Design of Reinforced Concrete Beam with Minimum Steel as per ACI 318-08
This example explores the minimum steel requirements of ACI.

Given:

• f’c = 6,000 psi
• fy = 60 ksi

Required:

• Determine if this section can carry a factored moment, Mu, of 40 kip*ft, while satisfying all ACI requirements

Assumptions:

1. Plain sections remain plain (ACI 318-08 section 10.2.2)
2. Maximum concrete strain at extreme compression fiber = 0.003 (ACI section 10.2.3)
3. Tensile strength of concrete is neglected (10.2.5)
4. Compression steel is neglected in this calculation.

Let’s start by constructing the stress and strain diagrams:

• Next, we’ll calculate d, the depth from the extreme compression fiber to the center of reinforcement in the tensile zone.
d = h – Clear Spacing – dstirrup – dreinforcement /2
d = 24” – 1.5” – 0.5” - 0.5”/2
d = 21.75”

Whitney stress block
Next, we want to use equilibrium to solve for a, the depth of the Whitney stress block.
From the rules of equilibrium we know that C must equal T
C = T
C = 0.85 x f’c x b x a
• Defined in ACI section 10.2.7.1
• b = width of compression zone
• a = depth of Whitney stress block
C = 0.85 x 6000psi x 12” x a = 61,200 lb/in x a
T = fs x As
• fs = stress in the steel (we make the assumption that the steel yields, and will later confirm if it does).
• As = area of tensile steel
T = 60000psi x (3 x 0.2 in2) = 36,000 lb

Solve for a:
• 61,200 lb/in x a = 36,000 lb
a = 0.588”

strain diagram
Add caption
Now that we know the depth of the stress block, we can calculate c, the depth to the neutral axis.
From ACI 318 section 10.2.7.1 – a = β1 x c β1 is a factor that relates the depth of the Whitney stress block to the depth of the neutral axis based on the concrete strength. It is defined in 10.2.7.3
β1 = 0.65 ≤ 0.85 - ((f’c – 4000psi)/1000)) x 0.05 ≤ 0.85
β1 = 0.85 – ((6000psi – 4000psi)/1000) x 0.05 = 0.75
c = a / β1 = 0.588”/0.75
c = 0.784”


With c, we can calculate the strain in the extreme tensile steel using similar triangles. With this strain calculated, we can check our assumption that the steel yields, and determine if the section is tension controlled.
c/εc = d/(εc + εt)
εt = (d x εc)/c – εc = (21.75” x 0.003)/0.784” – 0.003
εt = 0.080


Determine if the section is tension controlled:

– Per ACI section 10.3.4 a beam is considered tension controlled if the strain in the extreme tension steel is greater than 0.005.
– The calculated steel strain in our section is 0.080 which is greater than 0.005 therefore this beam section is tension controlled.
Φ = 0.90
• Determine the strain at which the steel yields and check our assumption that the steel in fact yielded:
E = fy/εy
• E = Young’s modulus which is generally accepted to be 29,000 ksi for steel
• fy = steel yield stress
• εy = yield strain
εy = 60ksi / 29,000 ksi = 0.00207
0.080 is greater than 0.00207 therefore our assumption is correct and the steel yields prior to failure.
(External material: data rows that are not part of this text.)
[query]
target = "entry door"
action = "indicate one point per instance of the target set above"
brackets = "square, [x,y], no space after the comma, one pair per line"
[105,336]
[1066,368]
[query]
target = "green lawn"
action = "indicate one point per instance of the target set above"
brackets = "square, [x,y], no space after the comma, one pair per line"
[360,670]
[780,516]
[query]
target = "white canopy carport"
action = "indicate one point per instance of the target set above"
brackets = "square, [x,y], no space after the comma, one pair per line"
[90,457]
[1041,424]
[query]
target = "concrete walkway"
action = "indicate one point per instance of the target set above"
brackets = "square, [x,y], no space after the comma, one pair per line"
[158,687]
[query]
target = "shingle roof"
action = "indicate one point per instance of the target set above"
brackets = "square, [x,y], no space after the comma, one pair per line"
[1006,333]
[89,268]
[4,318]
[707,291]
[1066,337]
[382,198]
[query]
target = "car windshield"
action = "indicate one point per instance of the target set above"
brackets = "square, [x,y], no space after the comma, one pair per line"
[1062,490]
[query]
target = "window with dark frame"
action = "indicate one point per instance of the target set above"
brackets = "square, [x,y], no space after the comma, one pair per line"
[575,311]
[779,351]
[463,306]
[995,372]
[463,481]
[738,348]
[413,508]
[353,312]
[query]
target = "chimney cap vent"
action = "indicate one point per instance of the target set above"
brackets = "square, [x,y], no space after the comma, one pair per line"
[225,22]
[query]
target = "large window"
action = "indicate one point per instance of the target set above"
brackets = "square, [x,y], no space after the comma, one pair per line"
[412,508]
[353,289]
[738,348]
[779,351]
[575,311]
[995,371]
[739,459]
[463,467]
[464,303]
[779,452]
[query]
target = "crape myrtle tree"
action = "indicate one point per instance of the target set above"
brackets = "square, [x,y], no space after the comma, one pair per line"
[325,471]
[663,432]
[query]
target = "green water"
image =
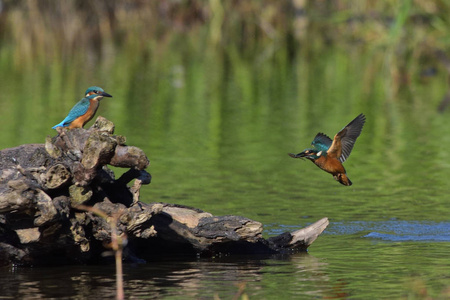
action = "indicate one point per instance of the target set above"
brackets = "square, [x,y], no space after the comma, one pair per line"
[217,127]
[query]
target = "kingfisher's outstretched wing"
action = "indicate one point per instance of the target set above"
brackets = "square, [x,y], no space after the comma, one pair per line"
[345,139]
[322,142]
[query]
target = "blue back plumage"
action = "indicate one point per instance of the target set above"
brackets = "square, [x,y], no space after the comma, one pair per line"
[93,88]
[322,142]
[78,110]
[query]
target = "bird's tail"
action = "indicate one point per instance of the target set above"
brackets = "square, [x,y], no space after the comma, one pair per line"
[343,179]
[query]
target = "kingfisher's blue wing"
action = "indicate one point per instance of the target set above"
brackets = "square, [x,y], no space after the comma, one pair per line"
[322,142]
[78,110]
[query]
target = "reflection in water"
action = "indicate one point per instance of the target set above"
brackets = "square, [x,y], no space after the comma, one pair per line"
[300,274]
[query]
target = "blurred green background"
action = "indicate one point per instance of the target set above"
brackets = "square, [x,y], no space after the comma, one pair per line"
[218,92]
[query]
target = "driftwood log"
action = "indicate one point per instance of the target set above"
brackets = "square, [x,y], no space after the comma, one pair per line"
[61,204]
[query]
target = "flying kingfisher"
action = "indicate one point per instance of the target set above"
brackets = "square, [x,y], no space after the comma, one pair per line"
[85,109]
[329,154]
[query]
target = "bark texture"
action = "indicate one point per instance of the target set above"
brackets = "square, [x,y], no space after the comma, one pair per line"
[60,204]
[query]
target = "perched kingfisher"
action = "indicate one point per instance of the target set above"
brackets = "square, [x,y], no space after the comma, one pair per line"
[85,109]
[329,154]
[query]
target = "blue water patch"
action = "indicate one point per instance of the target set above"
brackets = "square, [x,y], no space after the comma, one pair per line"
[392,230]
[397,231]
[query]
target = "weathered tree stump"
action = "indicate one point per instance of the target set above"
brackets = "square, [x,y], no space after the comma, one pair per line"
[59,204]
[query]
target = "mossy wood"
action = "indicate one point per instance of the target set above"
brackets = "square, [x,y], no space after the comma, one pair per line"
[51,195]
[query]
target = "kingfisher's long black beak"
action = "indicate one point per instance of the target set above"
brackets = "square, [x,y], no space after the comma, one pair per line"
[105,94]
[299,155]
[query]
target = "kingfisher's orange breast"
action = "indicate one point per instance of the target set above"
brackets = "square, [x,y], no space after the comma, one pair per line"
[330,165]
[83,119]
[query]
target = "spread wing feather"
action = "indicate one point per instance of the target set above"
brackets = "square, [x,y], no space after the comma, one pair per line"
[348,136]
[322,142]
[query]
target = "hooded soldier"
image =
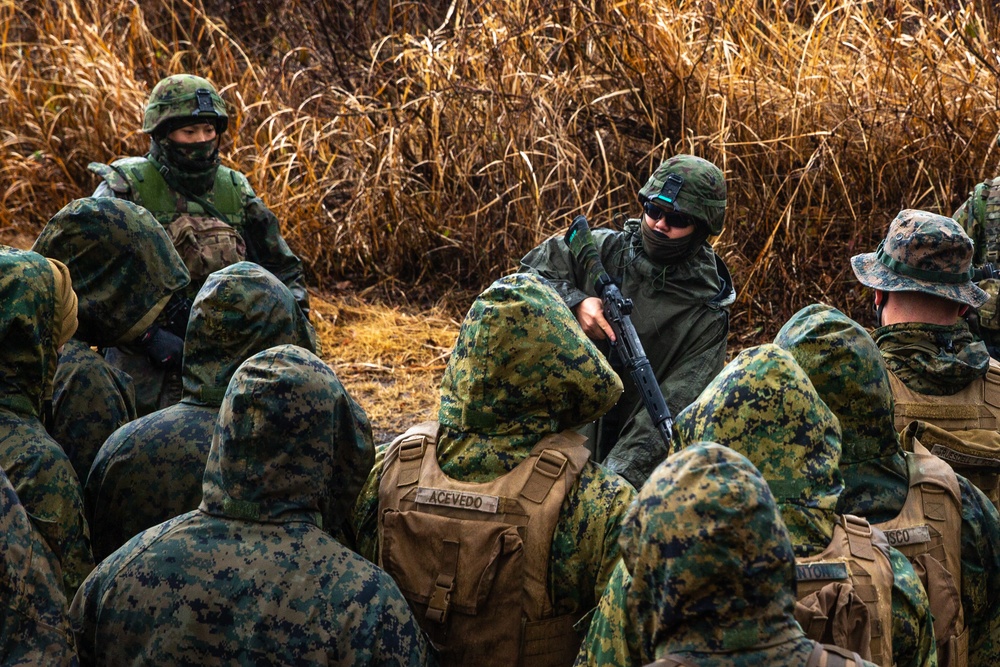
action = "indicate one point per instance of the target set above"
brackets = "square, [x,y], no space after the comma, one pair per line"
[520,373]
[846,368]
[707,573]
[34,628]
[209,211]
[764,406]
[124,271]
[250,577]
[681,290]
[38,317]
[151,469]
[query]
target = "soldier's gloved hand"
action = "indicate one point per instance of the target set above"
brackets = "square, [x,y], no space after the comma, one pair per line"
[164,348]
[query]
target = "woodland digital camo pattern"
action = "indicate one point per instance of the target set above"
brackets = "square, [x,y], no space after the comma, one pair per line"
[933,359]
[702,194]
[764,406]
[151,470]
[521,369]
[122,265]
[922,252]
[121,261]
[712,571]
[34,628]
[681,315]
[35,464]
[250,577]
[848,373]
[846,368]
[175,100]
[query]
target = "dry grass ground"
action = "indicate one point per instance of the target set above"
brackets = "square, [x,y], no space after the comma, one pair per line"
[416,150]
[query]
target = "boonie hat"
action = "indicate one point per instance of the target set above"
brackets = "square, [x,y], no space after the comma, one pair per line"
[923,252]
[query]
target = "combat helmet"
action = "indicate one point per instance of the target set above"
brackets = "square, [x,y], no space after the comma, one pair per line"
[181,100]
[690,185]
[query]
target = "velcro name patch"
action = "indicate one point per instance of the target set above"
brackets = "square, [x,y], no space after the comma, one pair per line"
[461,499]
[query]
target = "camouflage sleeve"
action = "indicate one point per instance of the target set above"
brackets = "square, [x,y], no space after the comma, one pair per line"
[585,545]
[49,489]
[980,575]
[913,642]
[607,641]
[267,247]
[364,518]
[639,448]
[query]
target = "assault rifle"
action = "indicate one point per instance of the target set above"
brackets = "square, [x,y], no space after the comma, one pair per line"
[617,311]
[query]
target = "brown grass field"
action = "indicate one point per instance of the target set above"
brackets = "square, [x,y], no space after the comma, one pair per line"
[414,151]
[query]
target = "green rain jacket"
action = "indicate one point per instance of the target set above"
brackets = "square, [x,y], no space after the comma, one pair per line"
[520,370]
[681,316]
[36,465]
[123,265]
[34,628]
[764,406]
[151,469]
[847,370]
[708,571]
[250,577]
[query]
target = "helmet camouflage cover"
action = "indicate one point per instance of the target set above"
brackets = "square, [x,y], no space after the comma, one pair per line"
[689,185]
[181,100]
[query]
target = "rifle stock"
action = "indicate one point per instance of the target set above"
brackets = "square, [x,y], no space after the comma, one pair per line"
[617,311]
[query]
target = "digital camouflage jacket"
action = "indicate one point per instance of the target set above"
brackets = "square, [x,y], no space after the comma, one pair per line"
[35,464]
[522,369]
[34,628]
[681,315]
[764,406]
[846,368]
[151,469]
[250,577]
[708,571]
[123,267]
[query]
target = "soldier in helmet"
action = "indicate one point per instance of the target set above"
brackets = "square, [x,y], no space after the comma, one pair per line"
[681,290]
[209,211]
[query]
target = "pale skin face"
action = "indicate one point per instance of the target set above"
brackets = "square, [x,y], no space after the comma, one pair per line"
[590,312]
[193,134]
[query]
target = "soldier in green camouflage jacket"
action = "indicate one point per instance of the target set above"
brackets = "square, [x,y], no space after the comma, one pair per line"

Next, let’s determine if the beam section satisfies the minimum steel requirements of ACI:


• Per ACI section 10.5.1, the minimum steel requirement is:
As, min = ((3 x square root(f’c))/fy) x bw x d ≥ (200/fy) x bw x d
• As a side note, the 200/fy minimum controls when f’c is less than 4,500 psi
As, min = ((3 x squareroot(6,000 psi))/60,000psi) x 12” x 21.75”
As,min = 1.01 sq.in
As = 3 x 0.2sq.in = 0.6sq.in < 1.01sq.in therefore we do not satisfy the minimum steel requirements of ACI
Per ACI 318 Section 10.5.3 - The above mentioned provision does not need to be satisfied if, at every section, As provided is at least one-third greater than that required by analysis.We need to calculate the required amount of steel for this section to carry a 40 kip*ft moment and determine if the amount of steel provided is at least 1/3rd greater.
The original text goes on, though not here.